洞爺湖温泉への進出
出典: フリー百科事典『ウィキペディア(Wikipedia)』 (2018/10/01 09:24 UTC 版)
歴史のある定山渓温泉には有力旅館がひしめき、土地や建物が狭く温泉の権利も持たない「福住」が対抗していくには条件が悪すぎた。何らかの手を打たなければと思っていた矢先に、洞爺湖温泉にある旅館「万世館」売却の話が舞い込んだ。 洞爺湖温泉は歴史も浅く、その中で「万世館」は屈指の規模を誇っていた。
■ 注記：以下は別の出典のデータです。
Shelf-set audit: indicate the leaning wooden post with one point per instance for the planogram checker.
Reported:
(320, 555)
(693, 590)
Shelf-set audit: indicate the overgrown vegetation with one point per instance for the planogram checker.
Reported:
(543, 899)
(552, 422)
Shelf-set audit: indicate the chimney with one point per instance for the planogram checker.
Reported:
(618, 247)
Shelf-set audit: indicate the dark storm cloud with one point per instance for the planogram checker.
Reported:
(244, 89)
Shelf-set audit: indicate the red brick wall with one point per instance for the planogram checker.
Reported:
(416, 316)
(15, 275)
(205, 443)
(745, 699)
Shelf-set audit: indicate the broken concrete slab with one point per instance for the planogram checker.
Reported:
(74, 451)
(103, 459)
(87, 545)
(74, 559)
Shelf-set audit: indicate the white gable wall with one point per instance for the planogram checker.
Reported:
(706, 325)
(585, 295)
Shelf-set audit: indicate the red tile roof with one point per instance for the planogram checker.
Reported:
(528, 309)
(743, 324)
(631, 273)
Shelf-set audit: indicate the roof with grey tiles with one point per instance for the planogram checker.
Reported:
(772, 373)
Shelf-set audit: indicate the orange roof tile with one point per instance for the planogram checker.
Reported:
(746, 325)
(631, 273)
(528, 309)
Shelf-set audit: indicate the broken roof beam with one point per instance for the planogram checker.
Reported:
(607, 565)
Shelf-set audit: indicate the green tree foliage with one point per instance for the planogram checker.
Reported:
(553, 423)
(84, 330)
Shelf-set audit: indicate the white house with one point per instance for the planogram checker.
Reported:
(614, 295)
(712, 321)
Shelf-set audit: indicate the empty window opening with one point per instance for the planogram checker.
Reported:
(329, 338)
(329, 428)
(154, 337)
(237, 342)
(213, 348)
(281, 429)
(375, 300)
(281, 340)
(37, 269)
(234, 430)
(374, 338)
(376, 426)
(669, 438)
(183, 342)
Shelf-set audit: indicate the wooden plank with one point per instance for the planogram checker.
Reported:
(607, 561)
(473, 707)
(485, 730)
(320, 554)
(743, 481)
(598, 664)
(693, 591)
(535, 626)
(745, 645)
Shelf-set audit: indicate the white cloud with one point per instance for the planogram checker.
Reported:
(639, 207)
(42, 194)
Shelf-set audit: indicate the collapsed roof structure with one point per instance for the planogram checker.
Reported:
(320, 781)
そして、正面に中島、遠くに羊蹄山を望み、湖岸からの眺めでは「最も美しい」と言われる絶好の位置にあった。 札幌での薪炭商の失敗から完全には立ち直れないでいた増次郎には、当時の金額で5-6万円という買収資金は大きかった。しかし何としても「万世館」を手に入れたかった増次郎は、それまでに培ってきた人脈に協力を仰いだ。1941年(昭和16年)5月、何とか買収にこぎつけ、同年6月に「万世閣」としてオープンさせた。 万世閣は、本館に客室が20室程と大浴場・小宴会場、離れに客室が5室と大広間があり、従業員は全部で17人前後であった。規模・立地こそ立派であったが、内部は老朽化が進んでいた。特に雨漏りがひどく、雨が降ると廊下を傘をさして歩くほどであったという。また、戦争が激しくなるにつれて国民は耐乏生活を強いられて観光どころではなくなり、客足は遠のく一方であった。老朽化した万世閣の修復になけなしの資金を投じてきた増次郎にとって影響は深刻であった。